En guise de suivi, examinons comment la relation entre l'industrie du papier et ses fournisseurs de produits chimiques a évolué depuis la fin du 20e siècle vers une relation symbiotique forte qui est importante pour l'innovation et le développement continus de l'industrie, en utilisant l'exemple du papier journal.

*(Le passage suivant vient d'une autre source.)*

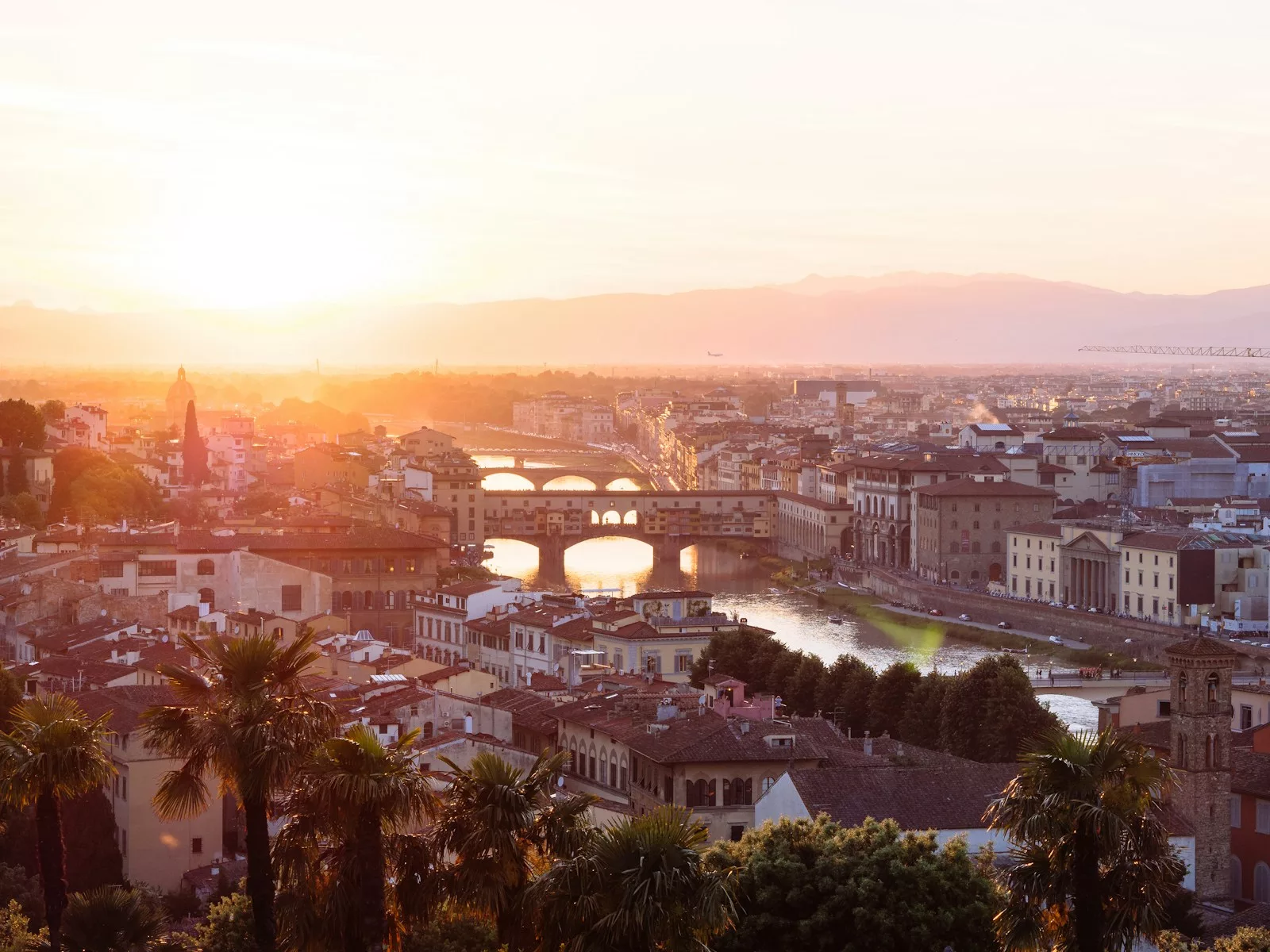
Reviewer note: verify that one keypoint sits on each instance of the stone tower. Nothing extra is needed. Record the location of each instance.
(1200, 670)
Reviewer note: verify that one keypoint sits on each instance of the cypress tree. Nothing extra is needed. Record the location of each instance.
(17, 482)
(194, 451)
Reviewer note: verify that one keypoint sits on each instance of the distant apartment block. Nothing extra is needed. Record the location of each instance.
(562, 416)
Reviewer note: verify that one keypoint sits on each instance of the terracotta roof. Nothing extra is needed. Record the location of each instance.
(1039, 528)
(1200, 647)
(127, 704)
(918, 799)
(1250, 772)
(984, 488)
(529, 710)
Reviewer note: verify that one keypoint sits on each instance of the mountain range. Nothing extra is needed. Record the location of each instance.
(899, 319)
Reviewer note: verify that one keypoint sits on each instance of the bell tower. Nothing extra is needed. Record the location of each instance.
(1200, 712)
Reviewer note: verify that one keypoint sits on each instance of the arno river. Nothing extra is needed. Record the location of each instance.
(622, 566)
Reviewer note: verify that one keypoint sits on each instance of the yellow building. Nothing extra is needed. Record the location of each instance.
(156, 852)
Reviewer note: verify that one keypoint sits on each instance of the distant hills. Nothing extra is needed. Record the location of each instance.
(903, 317)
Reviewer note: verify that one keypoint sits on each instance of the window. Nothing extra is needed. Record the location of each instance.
(1264, 816)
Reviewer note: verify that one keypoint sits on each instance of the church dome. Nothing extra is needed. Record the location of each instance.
(179, 395)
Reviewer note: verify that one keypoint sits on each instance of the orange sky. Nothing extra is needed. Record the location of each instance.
(234, 154)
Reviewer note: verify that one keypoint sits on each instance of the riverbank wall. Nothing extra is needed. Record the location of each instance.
(1100, 630)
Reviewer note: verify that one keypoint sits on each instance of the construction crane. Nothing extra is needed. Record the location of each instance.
(1184, 351)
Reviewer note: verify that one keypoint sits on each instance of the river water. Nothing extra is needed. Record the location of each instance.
(622, 566)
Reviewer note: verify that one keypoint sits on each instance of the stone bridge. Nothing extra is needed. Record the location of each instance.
(541, 475)
(668, 522)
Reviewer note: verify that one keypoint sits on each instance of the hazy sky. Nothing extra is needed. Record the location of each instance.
(279, 152)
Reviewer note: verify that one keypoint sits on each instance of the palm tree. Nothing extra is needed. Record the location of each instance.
(1092, 867)
(349, 808)
(497, 823)
(114, 919)
(52, 753)
(637, 885)
(249, 721)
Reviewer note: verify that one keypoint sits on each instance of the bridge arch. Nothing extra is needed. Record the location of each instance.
(552, 484)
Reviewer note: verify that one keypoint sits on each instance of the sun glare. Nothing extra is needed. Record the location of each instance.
(241, 235)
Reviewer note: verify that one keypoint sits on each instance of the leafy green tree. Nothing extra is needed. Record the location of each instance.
(16, 482)
(816, 886)
(114, 919)
(641, 884)
(51, 753)
(348, 808)
(888, 701)
(247, 719)
(21, 424)
(17, 884)
(230, 926)
(89, 486)
(1083, 814)
(194, 451)
(92, 854)
(991, 712)
(16, 935)
(920, 724)
(452, 931)
(497, 822)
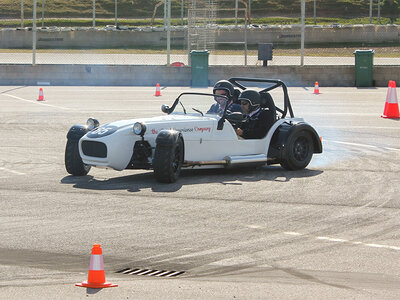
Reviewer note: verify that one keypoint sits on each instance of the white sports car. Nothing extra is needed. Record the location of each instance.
(187, 136)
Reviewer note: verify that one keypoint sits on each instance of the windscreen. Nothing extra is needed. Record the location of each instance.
(200, 104)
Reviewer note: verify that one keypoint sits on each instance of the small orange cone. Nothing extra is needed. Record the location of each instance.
(158, 91)
(316, 88)
(96, 278)
(391, 110)
(41, 96)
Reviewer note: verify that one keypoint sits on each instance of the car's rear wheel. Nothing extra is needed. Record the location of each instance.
(168, 160)
(73, 160)
(298, 151)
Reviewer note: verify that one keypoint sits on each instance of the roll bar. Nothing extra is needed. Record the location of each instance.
(275, 83)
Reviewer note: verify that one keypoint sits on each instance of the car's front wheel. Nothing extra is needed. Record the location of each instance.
(73, 160)
(298, 151)
(168, 160)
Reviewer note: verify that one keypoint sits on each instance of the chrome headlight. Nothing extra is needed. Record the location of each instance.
(92, 123)
(139, 128)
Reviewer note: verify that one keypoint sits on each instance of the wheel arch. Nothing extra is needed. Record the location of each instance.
(281, 135)
(314, 135)
(76, 132)
(169, 137)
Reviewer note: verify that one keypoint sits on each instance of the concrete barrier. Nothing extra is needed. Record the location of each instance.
(134, 75)
(156, 37)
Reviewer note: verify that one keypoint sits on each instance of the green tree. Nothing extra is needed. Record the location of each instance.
(391, 9)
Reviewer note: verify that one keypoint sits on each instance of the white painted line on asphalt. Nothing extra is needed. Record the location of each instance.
(292, 233)
(359, 127)
(36, 102)
(12, 171)
(363, 145)
(336, 240)
(330, 239)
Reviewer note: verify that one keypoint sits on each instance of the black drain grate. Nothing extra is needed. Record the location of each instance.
(149, 272)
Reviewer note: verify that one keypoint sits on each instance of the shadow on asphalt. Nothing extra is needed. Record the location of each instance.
(236, 176)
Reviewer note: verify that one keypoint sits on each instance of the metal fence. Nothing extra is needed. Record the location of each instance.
(332, 31)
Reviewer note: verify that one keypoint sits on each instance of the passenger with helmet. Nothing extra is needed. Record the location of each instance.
(258, 120)
(224, 88)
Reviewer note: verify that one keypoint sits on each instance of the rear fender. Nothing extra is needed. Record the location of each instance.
(76, 132)
(282, 134)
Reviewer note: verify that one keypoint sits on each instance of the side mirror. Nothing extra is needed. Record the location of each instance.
(165, 108)
(235, 117)
(220, 124)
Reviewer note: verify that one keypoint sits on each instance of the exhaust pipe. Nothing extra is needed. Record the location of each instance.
(230, 160)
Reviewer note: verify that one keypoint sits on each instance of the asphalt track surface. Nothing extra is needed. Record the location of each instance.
(329, 231)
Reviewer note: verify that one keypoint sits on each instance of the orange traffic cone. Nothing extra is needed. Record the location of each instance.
(158, 91)
(41, 96)
(391, 110)
(316, 88)
(96, 278)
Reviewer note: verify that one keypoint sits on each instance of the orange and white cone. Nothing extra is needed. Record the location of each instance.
(316, 88)
(96, 278)
(158, 90)
(41, 96)
(391, 110)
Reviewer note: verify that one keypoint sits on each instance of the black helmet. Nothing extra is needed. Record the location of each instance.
(251, 96)
(224, 85)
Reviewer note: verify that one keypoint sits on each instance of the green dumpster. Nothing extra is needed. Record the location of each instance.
(364, 65)
(199, 65)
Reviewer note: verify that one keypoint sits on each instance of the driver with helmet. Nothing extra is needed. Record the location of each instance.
(258, 120)
(224, 88)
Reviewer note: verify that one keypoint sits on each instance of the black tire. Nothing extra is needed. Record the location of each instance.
(167, 161)
(73, 161)
(298, 151)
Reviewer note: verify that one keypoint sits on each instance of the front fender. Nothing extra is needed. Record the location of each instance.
(168, 137)
(76, 132)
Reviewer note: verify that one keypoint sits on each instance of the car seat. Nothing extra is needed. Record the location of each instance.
(236, 94)
(268, 102)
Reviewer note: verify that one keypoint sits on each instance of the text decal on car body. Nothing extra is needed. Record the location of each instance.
(195, 129)
(102, 131)
(202, 129)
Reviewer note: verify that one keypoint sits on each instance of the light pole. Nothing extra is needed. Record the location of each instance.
(236, 8)
(379, 11)
(22, 13)
(94, 13)
(34, 34)
(315, 12)
(116, 13)
(370, 11)
(169, 33)
(303, 12)
(182, 4)
(42, 13)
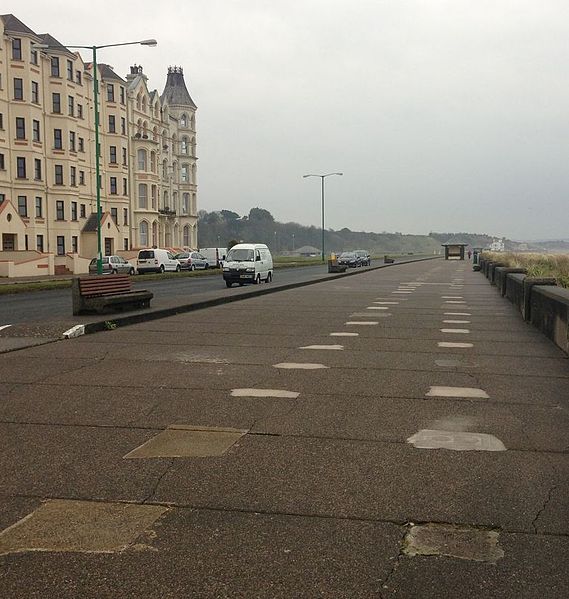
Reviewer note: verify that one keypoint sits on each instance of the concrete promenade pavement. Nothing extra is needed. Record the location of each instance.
(402, 433)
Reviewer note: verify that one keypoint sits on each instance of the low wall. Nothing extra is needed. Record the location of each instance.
(550, 313)
(500, 274)
(540, 301)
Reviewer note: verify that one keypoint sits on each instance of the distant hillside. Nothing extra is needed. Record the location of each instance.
(218, 228)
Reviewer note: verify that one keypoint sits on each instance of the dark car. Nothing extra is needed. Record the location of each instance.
(112, 265)
(349, 259)
(192, 260)
(365, 258)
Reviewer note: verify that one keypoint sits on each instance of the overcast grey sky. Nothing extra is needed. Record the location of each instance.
(446, 115)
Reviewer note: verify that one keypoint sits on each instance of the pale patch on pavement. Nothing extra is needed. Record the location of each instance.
(455, 441)
(453, 541)
(80, 526)
(441, 391)
(457, 345)
(456, 331)
(264, 393)
(332, 347)
(299, 366)
(186, 441)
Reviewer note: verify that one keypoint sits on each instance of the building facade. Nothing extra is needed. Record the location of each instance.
(147, 162)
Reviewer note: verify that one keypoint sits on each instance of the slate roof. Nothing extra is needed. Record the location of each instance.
(175, 92)
(14, 25)
(455, 241)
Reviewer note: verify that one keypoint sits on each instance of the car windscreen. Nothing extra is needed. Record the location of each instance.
(240, 255)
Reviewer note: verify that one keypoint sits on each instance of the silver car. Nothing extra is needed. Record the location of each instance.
(112, 265)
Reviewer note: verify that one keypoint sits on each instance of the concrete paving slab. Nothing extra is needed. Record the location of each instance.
(201, 553)
(84, 526)
(185, 441)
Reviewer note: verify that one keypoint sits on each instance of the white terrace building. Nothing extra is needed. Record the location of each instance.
(48, 220)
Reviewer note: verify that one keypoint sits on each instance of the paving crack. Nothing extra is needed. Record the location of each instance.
(543, 508)
(158, 481)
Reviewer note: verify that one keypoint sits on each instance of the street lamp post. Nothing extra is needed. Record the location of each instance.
(322, 177)
(149, 42)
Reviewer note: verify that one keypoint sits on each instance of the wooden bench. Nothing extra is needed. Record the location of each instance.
(99, 292)
(333, 266)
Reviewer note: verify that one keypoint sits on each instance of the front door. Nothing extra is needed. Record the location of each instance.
(8, 242)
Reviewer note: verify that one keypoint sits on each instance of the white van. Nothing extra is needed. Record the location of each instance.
(156, 260)
(248, 263)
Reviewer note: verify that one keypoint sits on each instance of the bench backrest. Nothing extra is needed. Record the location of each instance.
(104, 284)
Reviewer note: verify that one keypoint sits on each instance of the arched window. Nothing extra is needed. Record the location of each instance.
(142, 160)
(142, 195)
(155, 233)
(185, 173)
(143, 233)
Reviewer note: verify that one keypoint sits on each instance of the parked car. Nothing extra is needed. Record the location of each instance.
(112, 265)
(192, 260)
(248, 263)
(349, 259)
(156, 260)
(364, 256)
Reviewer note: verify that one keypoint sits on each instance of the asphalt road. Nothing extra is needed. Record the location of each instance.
(55, 306)
(401, 433)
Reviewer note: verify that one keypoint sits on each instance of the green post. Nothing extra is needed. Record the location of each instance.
(97, 160)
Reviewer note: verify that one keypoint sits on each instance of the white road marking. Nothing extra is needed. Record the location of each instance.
(344, 334)
(455, 440)
(454, 345)
(456, 331)
(332, 347)
(437, 391)
(76, 331)
(299, 366)
(264, 393)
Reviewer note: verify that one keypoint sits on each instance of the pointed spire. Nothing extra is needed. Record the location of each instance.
(175, 92)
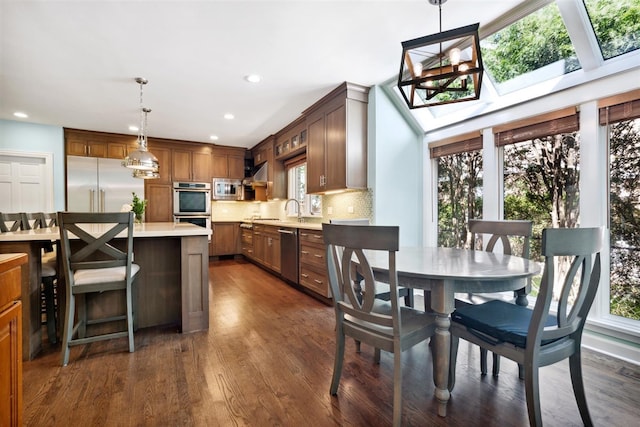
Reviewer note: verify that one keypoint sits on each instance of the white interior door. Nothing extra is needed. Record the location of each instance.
(26, 182)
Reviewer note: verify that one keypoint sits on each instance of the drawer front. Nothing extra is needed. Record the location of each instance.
(247, 238)
(310, 236)
(313, 255)
(315, 280)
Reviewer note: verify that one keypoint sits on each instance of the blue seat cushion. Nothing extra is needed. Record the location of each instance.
(499, 321)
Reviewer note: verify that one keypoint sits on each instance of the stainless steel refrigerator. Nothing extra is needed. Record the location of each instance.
(100, 185)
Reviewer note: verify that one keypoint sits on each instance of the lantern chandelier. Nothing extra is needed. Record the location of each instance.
(441, 68)
(144, 164)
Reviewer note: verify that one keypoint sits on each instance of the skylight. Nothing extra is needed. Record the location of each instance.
(531, 50)
(616, 25)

Pour planter le décor, le papier journal au début des années 80 était fabriqué avec 70 à 100 % de pâte mécanique (des pâtes chimiques ou semi-chimiques constituaient le reste de la matière première), et les journaux étaient principalement imprimés par typographie ou offset à froid, avec très peu de couleurs. Seules quelques usines de papier journal utilisaient des additifs chimiques dans leur composition. De nombreuses machines étaient des Fourdriniers, certaines étaient des formeurs double toile, et les formeurs fermés (« gap formers ») étaient relativement nouveaux et rares.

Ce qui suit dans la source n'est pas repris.